The prosecutor, Assistant District Attorney Thomas L. Potter, sent an email to the primary victim in the case – there were two victims – acknowledging that Circuit Judge Kori Ashley issued the sequestration order, then added, “I am nevertheless inviting you to attend the opening statement because I believe Judge Ashley’s order to be inconsistent with Wisconsin law, and wish to have it reviewed by an appellate court.”
Potter argued before Ashley that state law and “Marsy’s Law,” a victims' rights amendment to the Wisconsin Constitution adopted by voters in April 2020, gave victims the right not to be physically excluded from the courtroom, according to a brief filed Wednesday by District Attorney John Chisholm and Assistant District Attorney Julie Knyszek.
Specifically, Marsy’s Law gives victims the right to “attend all proceedings involving the case” if they ask to do so. It also states that rights given to victims will not infringe on defendants’ federal constitutional rights, such as the right to due process.

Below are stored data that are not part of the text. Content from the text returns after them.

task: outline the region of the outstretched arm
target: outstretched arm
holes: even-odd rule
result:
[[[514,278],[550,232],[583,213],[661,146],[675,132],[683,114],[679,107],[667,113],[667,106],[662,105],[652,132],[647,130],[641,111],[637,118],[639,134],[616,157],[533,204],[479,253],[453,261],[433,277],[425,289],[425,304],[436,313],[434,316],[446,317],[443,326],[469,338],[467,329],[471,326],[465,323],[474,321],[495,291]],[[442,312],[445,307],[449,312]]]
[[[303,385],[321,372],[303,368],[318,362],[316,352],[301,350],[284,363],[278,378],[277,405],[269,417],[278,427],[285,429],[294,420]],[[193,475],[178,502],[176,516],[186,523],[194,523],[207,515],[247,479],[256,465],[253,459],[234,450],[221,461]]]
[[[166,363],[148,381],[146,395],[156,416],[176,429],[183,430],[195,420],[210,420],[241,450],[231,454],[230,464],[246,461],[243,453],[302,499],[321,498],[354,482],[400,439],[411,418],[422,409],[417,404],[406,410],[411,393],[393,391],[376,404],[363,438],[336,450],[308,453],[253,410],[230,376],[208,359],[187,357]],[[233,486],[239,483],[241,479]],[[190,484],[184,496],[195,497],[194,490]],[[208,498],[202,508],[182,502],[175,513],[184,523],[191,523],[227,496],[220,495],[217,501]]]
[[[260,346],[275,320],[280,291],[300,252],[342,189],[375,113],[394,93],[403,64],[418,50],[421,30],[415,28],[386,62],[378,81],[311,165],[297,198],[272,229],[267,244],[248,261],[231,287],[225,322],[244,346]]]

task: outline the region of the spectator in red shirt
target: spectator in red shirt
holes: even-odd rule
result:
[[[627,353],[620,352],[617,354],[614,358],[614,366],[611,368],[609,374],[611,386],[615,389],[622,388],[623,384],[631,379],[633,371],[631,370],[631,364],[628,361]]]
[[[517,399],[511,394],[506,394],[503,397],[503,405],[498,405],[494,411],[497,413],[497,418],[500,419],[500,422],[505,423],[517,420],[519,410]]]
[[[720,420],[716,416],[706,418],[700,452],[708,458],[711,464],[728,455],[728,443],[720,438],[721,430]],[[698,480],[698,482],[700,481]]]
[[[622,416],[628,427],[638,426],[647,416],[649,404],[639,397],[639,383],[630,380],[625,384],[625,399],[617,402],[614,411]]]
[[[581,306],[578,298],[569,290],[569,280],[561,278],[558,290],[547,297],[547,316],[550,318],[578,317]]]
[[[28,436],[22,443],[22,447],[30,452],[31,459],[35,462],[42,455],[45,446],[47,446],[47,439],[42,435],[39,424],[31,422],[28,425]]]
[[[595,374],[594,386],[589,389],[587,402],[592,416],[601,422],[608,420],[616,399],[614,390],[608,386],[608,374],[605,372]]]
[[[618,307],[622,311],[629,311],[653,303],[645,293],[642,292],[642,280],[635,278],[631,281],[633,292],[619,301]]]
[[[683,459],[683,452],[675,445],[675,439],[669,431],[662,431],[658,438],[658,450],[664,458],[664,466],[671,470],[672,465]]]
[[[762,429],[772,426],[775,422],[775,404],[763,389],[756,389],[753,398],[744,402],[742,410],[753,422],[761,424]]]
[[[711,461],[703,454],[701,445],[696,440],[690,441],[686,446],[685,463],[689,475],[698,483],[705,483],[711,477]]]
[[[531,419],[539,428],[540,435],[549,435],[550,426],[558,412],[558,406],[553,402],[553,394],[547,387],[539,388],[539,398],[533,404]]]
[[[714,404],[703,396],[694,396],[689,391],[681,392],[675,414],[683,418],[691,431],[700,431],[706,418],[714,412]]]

Defendant Arielle A. Simmons, represented by attorney Colleen Cullen, argued that sequestration was justified because the victims were criminal defense lawyers and would be more likely to shape their testimony to fit the state’s theory of the case, according to the brief. Simmons was charged with misdemeanor assault and misdemeanor disorderly conduct in the case.
Ashley, according to the brief, ruled that the “defense theory of the case” made sequestering the victims until after they testified necessary.

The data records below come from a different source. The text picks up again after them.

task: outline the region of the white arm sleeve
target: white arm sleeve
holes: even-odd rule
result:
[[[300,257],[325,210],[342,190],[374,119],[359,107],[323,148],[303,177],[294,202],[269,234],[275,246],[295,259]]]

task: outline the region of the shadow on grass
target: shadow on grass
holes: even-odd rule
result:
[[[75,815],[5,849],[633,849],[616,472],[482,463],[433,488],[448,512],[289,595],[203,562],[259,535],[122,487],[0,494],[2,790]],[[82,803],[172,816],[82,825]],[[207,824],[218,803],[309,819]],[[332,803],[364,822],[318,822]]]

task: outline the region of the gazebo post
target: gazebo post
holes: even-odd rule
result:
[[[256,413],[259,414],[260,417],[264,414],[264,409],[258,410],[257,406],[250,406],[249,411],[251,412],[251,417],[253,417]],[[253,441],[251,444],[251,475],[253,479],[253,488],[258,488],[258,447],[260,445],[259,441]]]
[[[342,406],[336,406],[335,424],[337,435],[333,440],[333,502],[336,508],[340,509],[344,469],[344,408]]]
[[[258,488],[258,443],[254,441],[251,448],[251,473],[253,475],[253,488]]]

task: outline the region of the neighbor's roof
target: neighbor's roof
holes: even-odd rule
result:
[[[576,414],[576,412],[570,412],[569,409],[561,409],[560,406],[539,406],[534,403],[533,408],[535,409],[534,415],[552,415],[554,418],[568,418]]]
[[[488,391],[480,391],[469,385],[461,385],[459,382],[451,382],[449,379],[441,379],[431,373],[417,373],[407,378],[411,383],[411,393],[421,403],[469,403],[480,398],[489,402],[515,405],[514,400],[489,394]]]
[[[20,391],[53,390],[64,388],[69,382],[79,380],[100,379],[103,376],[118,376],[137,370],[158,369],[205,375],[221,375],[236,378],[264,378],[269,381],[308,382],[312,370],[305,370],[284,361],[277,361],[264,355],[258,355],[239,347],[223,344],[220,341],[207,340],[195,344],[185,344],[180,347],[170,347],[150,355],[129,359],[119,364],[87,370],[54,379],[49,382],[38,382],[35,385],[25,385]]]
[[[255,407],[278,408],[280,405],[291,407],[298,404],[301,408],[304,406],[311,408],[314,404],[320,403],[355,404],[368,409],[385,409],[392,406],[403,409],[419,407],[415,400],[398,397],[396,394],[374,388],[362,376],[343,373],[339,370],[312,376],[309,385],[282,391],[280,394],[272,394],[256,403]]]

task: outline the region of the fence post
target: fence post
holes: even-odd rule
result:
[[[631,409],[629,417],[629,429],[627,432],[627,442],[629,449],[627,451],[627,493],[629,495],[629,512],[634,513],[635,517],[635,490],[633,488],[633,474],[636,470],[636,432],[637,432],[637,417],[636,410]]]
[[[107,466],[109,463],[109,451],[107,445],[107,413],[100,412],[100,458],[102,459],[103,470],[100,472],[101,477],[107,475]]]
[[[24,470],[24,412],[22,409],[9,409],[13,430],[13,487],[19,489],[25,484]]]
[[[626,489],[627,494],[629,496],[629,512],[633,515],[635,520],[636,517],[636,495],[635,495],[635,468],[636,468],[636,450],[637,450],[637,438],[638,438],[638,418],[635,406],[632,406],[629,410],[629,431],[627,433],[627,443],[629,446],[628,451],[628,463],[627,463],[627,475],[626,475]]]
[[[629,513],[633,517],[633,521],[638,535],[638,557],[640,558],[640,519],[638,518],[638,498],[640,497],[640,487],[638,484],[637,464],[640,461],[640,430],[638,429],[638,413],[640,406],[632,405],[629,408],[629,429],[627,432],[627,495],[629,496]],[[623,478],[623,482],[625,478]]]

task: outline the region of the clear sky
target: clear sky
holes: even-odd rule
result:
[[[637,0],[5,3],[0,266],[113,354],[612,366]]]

After Potter sent the email, he assured Ashley that he was simply trying to preserve the issue for appeal and did not mean to show disrespect. She found him in contempt, as he wanted her to do, and fined him $500. She stayed the fine pending the appeal, according to online court records.
Ashley, the brief said, did not rule on the exclusion issue until right before the start of the trial.
“Only through the finding of contempt was an opportunity for review of victim exclusion made available,” Chisholm and Knyszek wrote. “The release of incriminating information at trial cannot be undone; likewise the improper exclusion of a victim causes irreparable harm, regardless of the outcome of that trial.”
The reason Ashley gave for sequestering the victims was not specific enough, the brief said.
“The only basis for these assertions was that both victims were criminal defense attorneys who have tried cases and were thus aware of the court system,” Chisholm and Knyszek wrote. “Their knowledge and experience in trying criminal cases somehow meant they could not be trusted to testify truthfully. As Potter would argue, the fact that the victims were officers of the court was hardly reason to deny their right to attend the trial; such an ‘employment status’ argument presumed bad faith and made no sense.”
State law also gives victims certain rights to attend proceedings during the testimony of others, they said. Physical sequestration, while it can be useful, “has been strictly limited for excluding victims.”
“Neither Simmons nor the circuit court cited to a single case, from any court, which held that a witness sitting through a trial, and then testifying, violated a defendant’s federal constitutional right to due process,” they said.
No opposing brief has yet been filed.
Simmons ultimately took her case to trial. A jury acquitted her of misdemeanor battery and convicted her of disorderly conduct, also a misdemeanor. Ashley fined her $400 and made her record eligible for expungement.